極上御曹司は懐妊秘書を娶りたい
「近いうちに、辞めさせていただきたいんです」
 終業後の社長室でそう切り出した私に対し、城阪社長は驚いたように目を見開いてみせた。一拍置いて「理由は」と端的に尋ねてきた彼に対し、私は元々用意していたそれらしい理由をつらつらと並べ立てる。
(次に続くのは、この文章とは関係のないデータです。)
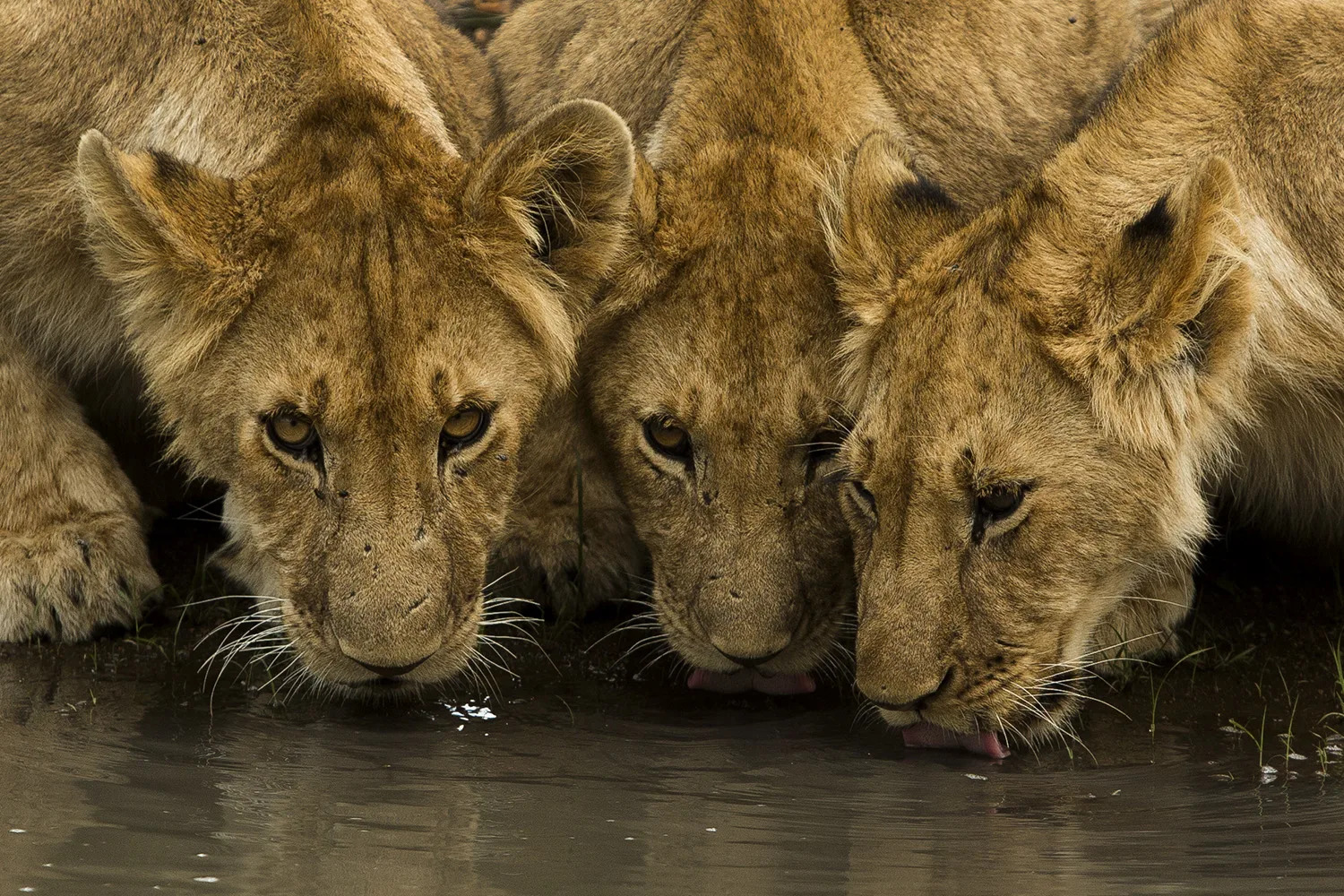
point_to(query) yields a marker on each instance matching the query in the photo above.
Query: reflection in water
(591, 788)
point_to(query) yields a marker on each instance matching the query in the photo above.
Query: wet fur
(282, 207)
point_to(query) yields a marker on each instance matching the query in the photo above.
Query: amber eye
(999, 503)
(465, 427)
(667, 437)
(292, 433)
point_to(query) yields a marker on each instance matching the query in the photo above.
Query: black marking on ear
(922, 193)
(546, 228)
(168, 168)
(1156, 225)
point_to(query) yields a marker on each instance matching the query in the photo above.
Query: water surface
(118, 774)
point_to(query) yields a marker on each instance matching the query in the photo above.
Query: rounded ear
(878, 218)
(1169, 308)
(559, 187)
(156, 228)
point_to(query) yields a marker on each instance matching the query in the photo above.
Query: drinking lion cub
(1051, 394)
(710, 368)
(271, 220)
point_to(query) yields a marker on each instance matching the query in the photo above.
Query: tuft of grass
(1156, 692)
(1258, 740)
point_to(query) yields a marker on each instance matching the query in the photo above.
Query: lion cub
(1053, 394)
(709, 374)
(280, 217)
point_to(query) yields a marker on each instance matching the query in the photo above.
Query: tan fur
(723, 316)
(282, 207)
(1153, 319)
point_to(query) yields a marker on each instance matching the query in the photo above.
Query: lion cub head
(1042, 395)
(711, 374)
(355, 338)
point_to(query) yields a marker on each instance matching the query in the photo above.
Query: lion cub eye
(465, 427)
(667, 437)
(999, 503)
(1002, 500)
(292, 433)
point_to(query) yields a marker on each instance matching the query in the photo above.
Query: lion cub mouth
(744, 680)
(925, 735)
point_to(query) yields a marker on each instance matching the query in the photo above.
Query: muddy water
(117, 774)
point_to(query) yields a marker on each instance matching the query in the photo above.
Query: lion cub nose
(392, 672)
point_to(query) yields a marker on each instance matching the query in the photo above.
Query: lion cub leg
(73, 555)
(570, 538)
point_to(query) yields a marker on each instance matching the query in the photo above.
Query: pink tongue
(929, 737)
(745, 680)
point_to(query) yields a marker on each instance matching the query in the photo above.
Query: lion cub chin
(352, 332)
(1051, 395)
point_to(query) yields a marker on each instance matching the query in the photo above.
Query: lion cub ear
(879, 218)
(1169, 308)
(156, 228)
(561, 185)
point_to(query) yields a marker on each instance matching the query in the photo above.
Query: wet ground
(120, 774)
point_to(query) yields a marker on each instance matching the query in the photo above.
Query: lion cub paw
(72, 581)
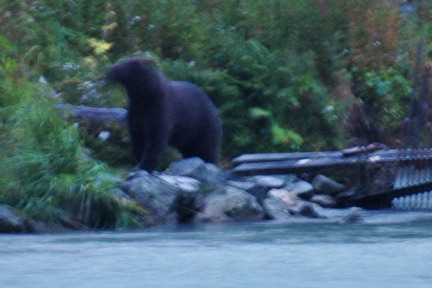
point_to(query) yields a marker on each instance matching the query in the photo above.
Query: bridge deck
(407, 180)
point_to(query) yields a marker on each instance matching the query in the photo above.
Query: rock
(182, 182)
(210, 176)
(207, 173)
(230, 204)
(275, 208)
(186, 166)
(301, 189)
(269, 181)
(325, 185)
(343, 198)
(11, 222)
(304, 209)
(287, 198)
(153, 193)
(352, 217)
(324, 200)
(277, 205)
(259, 191)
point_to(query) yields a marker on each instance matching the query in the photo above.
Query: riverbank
(193, 192)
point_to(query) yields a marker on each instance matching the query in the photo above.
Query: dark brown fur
(163, 112)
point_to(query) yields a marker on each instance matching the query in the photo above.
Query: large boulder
(11, 222)
(153, 193)
(230, 204)
(301, 189)
(207, 173)
(269, 181)
(323, 200)
(257, 190)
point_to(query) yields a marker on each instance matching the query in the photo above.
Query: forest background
(286, 75)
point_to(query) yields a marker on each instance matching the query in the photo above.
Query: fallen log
(94, 118)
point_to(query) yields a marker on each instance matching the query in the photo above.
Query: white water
(392, 249)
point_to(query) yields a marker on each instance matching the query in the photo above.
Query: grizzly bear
(163, 112)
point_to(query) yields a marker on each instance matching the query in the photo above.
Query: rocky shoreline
(191, 191)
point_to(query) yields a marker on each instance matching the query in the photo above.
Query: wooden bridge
(380, 176)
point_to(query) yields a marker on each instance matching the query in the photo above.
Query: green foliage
(44, 170)
(283, 75)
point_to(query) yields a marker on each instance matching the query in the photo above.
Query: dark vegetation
(285, 75)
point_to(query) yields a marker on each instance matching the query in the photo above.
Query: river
(391, 249)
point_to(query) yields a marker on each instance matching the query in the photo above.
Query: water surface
(391, 249)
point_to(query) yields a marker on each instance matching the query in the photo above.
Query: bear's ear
(149, 62)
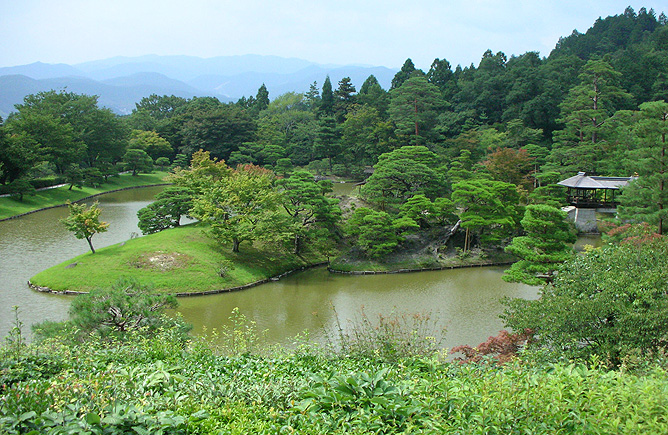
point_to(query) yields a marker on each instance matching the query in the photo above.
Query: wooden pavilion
(590, 194)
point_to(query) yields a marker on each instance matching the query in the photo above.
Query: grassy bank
(53, 197)
(175, 261)
(163, 385)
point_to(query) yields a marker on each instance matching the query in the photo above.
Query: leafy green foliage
(137, 161)
(242, 207)
(546, 245)
(304, 200)
(84, 222)
(488, 207)
(376, 232)
(610, 302)
(166, 211)
(646, 198)
(402, 173)
(126, 306)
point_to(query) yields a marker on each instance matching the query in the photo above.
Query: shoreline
(188, 294)
(423, 269)
(82, 199)
(290, 272)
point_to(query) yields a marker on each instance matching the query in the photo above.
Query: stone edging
(83, 199)
(208, 292)
(425, 269)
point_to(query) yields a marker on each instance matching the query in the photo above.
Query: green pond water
(464, 301)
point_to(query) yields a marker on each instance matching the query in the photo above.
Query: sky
(366, 32)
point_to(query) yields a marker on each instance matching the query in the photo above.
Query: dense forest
(473, 151)
(508, 128)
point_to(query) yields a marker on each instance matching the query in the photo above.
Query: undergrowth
(368, 384)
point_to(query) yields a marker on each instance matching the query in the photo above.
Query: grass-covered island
(178, 260)
(12, 206)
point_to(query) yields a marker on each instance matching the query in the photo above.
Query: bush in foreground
(161, 384)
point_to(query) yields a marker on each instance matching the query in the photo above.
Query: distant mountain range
(120, 82)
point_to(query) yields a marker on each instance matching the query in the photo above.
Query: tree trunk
(90, 243)
(298, 245)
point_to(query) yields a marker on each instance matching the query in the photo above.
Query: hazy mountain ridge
(120, 82)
「その、母が身体を悪くしてしまって。地元に戻らなければならなくなったので……」
 本当は、私にはもう母と呼べる人はいない。実家にいるのは父と、父の再婚相手だけ。
 成人してから一度だって話したことのない彼らを理由にしたのは、せめて嘘をつくときの罪悪感を減らそうという、私の浅ましい保身だった。この辺りの事情を城阪社長に伝えたことはないから、きっとこの嘘が見抜かれることはない、――――
「前に何かの話の折に、君の地元は関東圏だと聞いたと思うが……会社に通えないような距離なのか?」
「あ、いえ……その、」
「もしそこから通うのが難しい、もしくは母親の介護で時間がとられるというのなら、時短勤務でも構わない。考え直してくれないか。……君を手放すのは惜しい」
「え、」
 あまりにストレートな台詞をぶつけられ、こんなときだというのに正直な心臓が露骨に弾む。じわりと熱の滲む頬を隠すように俯けば、視界にはこちらに向かって歩み寄ってくる革靴が映り込んだ。
「……駄目か?」
「それは……」
「それとも、――――他に何か理由があるのか?」
「!」
 痛いところ、しかも図星を突かれてときめいていた心臓がぴたりと動きを止める。ひゅ、という短い呼吸音が微かに鳴った瞬間、目の前の彼が何かを読み取ったかのように目を眇めた。